Massimo Gramellini e Carlo Fruttero, La Stampa 3/9/2010, pagina 80, 3 settembre 2010
STORIA D’ITALIA IN 150 DATE
30 giugno 1960
Magliette a strisce
Contestazioni, pestaggi, morti ammazzati. Un aperitivo degli anni che verranno. Succede che Fernando Tambroni, democristiano di sinistra, formi un governo con i voti decisivi dell’estrema destra e che subito dopo il Movimento Sociale convochi il suo congresso a Genova. I partigiani liguri insorgono e Sandro Pertini infiamma la città con un discorso sui martiri oltraggiati della Resistenza. Una manifestazione antifascista viene indetta per il 30 giugno. Studenti, operai e portuali sfilano indossando le magliette a strisce che diventeranno il simbolo della rivolta. In piazza De Ferrari si va allo scontro con le camionette della Celere, sollevate e rovesciate dai ganci degli scaricatori del porto, i forzutissimi camalli. I poliziotti hanno le pistole scariche, quindi ci si picchia con grande enfasi ma senza conseguenze letali: ganci (diversi agenti avranno la faccia sfregiata), pietre, lacrimogeni, tavolini dei bar, pitali d’acqua bollente in caduta libera dalle finestre.

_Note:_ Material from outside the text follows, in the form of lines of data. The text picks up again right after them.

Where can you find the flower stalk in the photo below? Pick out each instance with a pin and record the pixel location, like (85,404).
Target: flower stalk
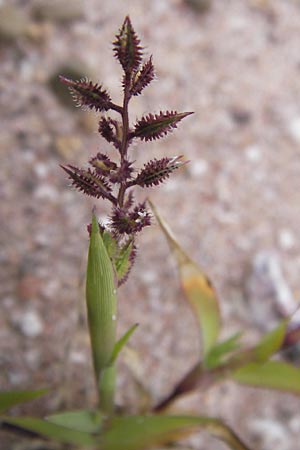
(113,248)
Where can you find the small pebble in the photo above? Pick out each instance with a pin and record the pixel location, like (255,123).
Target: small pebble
(272,433)
(30,324)
(58,11)
(253,153)
(198,167)
(294,129)
(286,239)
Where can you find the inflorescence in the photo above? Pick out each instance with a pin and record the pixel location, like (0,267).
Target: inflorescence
(111,180)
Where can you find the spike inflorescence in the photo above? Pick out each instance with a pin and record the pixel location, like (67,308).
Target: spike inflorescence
(114,180)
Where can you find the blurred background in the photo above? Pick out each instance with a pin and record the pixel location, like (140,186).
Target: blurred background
(234,207)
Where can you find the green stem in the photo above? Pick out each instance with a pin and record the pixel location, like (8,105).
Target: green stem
(102,309)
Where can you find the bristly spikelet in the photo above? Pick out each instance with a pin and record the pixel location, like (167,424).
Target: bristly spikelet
(108,129)
(142,78)
(112,176)
(88,182)
(89,95)
(127,47)
(157,171)
(102,164)
(155,126)
(130,222)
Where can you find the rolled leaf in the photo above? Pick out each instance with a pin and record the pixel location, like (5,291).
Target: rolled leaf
(272,374)
(8,399)
(122,342)
(197,288)
(142,432)
(155,126)
(101,301)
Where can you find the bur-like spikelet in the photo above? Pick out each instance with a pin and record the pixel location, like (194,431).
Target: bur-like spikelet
(127,47)
(88,182)
(108,129)
(157,171)
(155,126)
(126,222)
(88,94)
(142,78)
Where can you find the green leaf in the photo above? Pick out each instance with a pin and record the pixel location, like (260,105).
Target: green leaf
(51,430)
(122,342)
(273,374)
(142,432)
(216,355)
(9,399)
(122,261)
(271,342)
(84,420)
(197,288)
(101,301)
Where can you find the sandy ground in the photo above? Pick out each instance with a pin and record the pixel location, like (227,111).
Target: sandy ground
(235,207)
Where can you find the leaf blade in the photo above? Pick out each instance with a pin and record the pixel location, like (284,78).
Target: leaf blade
(197,288)
(155,126)
(81,420)
(122,342)
(51,430)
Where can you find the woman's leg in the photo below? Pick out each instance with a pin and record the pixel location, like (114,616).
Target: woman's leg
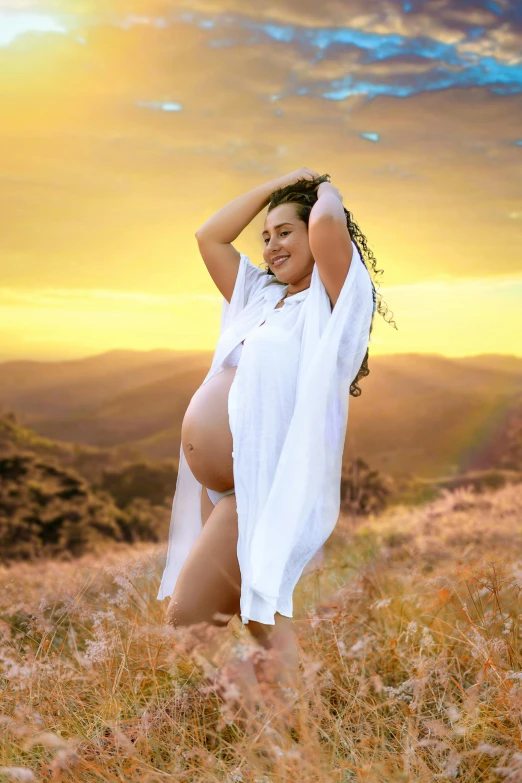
(278,673)
(210,583)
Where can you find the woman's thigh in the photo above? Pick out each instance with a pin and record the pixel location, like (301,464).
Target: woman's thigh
(210,579)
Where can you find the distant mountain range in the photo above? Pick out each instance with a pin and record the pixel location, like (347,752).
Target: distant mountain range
(421,414)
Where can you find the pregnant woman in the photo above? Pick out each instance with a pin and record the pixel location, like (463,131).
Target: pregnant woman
(257,492)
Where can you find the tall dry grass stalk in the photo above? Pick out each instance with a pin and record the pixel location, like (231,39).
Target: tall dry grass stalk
(410,662)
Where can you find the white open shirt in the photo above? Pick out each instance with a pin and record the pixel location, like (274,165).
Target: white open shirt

Un ufficiale di polizia finisce a mollo nella fontana e viene circondato da magliette a strisce. Per metterlo in salvo, scrive l’Unità. Per mettergli la testa sott’acqua, replicano i giornali di destra. Benvenuti nell’epoca della doppia verità. Quando torna la quiete è chiaro che il congresso del Msi non si farà più. Furibondo, il segretario del partito Arturo Michelini toglie l’appoggio al governo. «Caro Arturo…» cerca di rabbonirlo Tambroni al telefono. «Ma che Arturo e Arturo! Mi chiami onorevole e mi dia del lei».
Il peggio deve ancora venire. A Roma, in una manifestazione a Porta San Paolo, la polizia manganella i deputati comunisti che aprono il corteo, fra i quali Walter Audisio, il presunto giustiziere del Duce. E il giorno dopo arrivano i morti: tre manifestanti in Sicilia e cinque a Reggio Emilia, durante una battaglia in cui i sassi di operai e studenti si contrappongono ai lacrimogeni della Celere. Alcuni agenti, probabilmente ubriachi, sparano raffiche di mitra nel mucchio: stavolta i proiettili ci sono. Nella Dc comincia una partita opaca a colpi di dossier, di cui Tambroni è un goloso collezionista. Il segretario Moro ne è talmente preoccupato che ogni notte dorme in un posto diverso: diciotto anni dopo si rivelerà un presentimento. Fra un trasloco e l’altro, prepara la ricetta per liberarsi di Tambroni, costruendo il governo Fanfani delle «convergenze parallele», anteprima del centrosinistra. Il «forno» missino è ormai inservibile, d’ora in poi per avere una maggioranza in Parlamento bisognerà accostarsi a quello socialista. Così ha voluto la piazza. E qualcuno, a cui la svolta e la piazza non stanno bene, comincia ad attrezzarsi per la prossima crisi, quando bisognerà anticipare le mosse del nemico. Magari con un colpo di Stato.